時空を超えて
昨夜は録画してあった古いシルクロードの映像を観ていた。
これはいちばん最初は1980年ごろにテレビ放映されたものというから、いまから40年以上まえの映像だ。
画質は悪いけど、これを観ていると不思議な気持ちになる。
わたしはこの映像にとらえられた景色がまだ残っていた1997年に、この地方を旅したことがあるのだ。
中国という国はもの持ちのいい国だから、わたしはかろうじてそれ以前、ということは1000年も2000年も前そのままの風景をながめたことになるだろう。

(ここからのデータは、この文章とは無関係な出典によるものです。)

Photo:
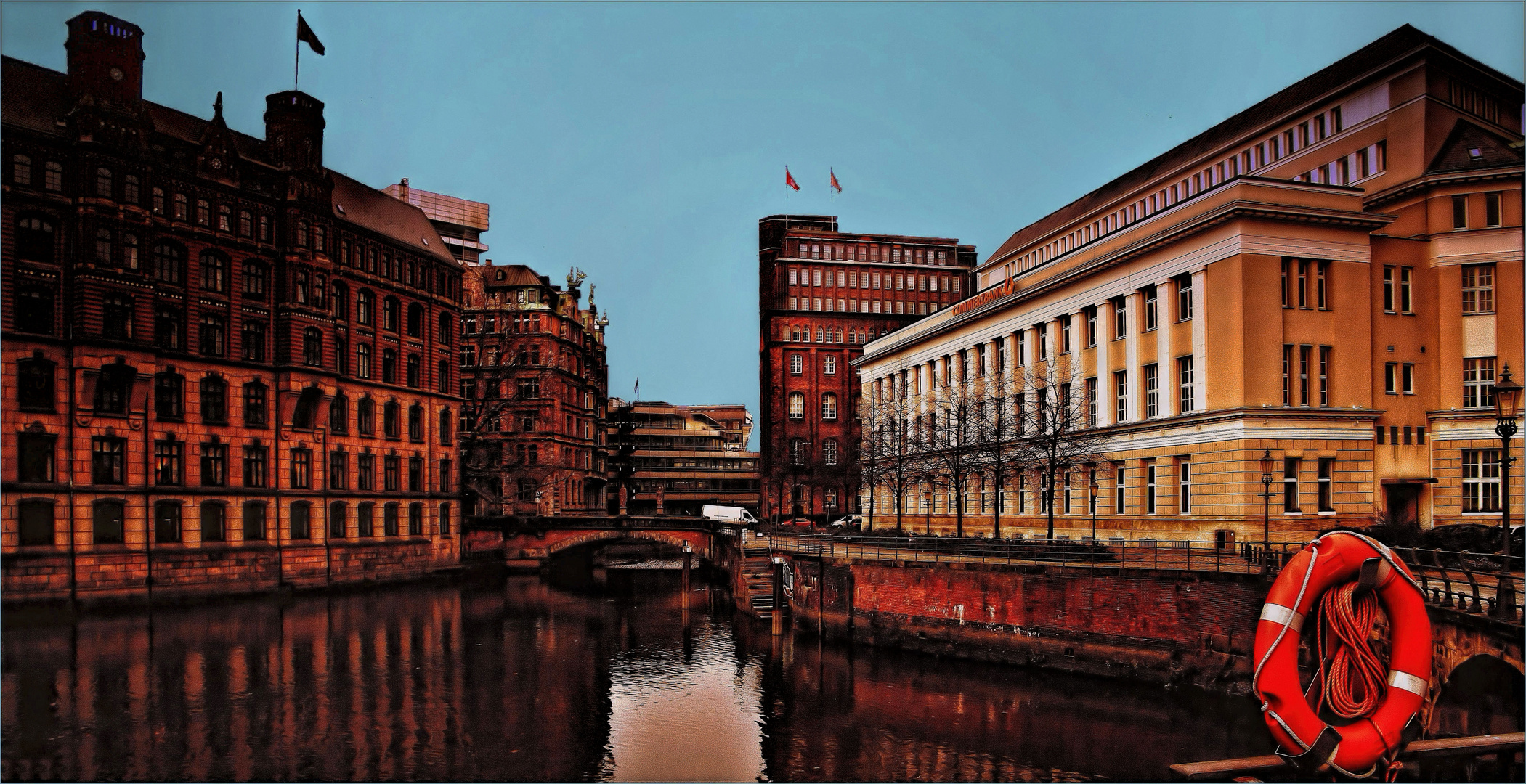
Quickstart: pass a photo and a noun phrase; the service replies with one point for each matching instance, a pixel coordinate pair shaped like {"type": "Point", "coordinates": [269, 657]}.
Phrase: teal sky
{"type": "Point", "coordinates": [643, 142]}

いまの中国はもの狂いしたかのように激変しているから、現代人が同じ場所を旅しても、もう同じ景色を眺められるかどうかわからない。
映像の中に敦煌の莫高窟が出てきた。
わたしはひとり旅で現地に行ったことがある。
そろそろ棺桶に片足突っ込んでいるから、二度とそこへ行くことはないだろうけど、わたしはテレビを観ながら、距離という横軸だけてはなく、時間という縦軸を超えた旅をしていたことになる。
この番組を観て涙がこぼれそうになったというのは、じっさいにその場所をひとりで旅をした人間にしかわかるまい。
ただ流されるだけの人生だったけど、わたしの場合、思いもかけない遠い陸地にまで漂着したものだとしみじみ思う。
添付した写真は敦煌の莫高窟にて。
記念写真を撮っている4人組は観光に来ていた中国人たちで、中のひとりはウイグル人、スカートの女性は漢族で、なかなかイロっぽい人だった。
大きなドンブリを抱え込んで食事中なのは、莫高窟の日本語ガイドさん。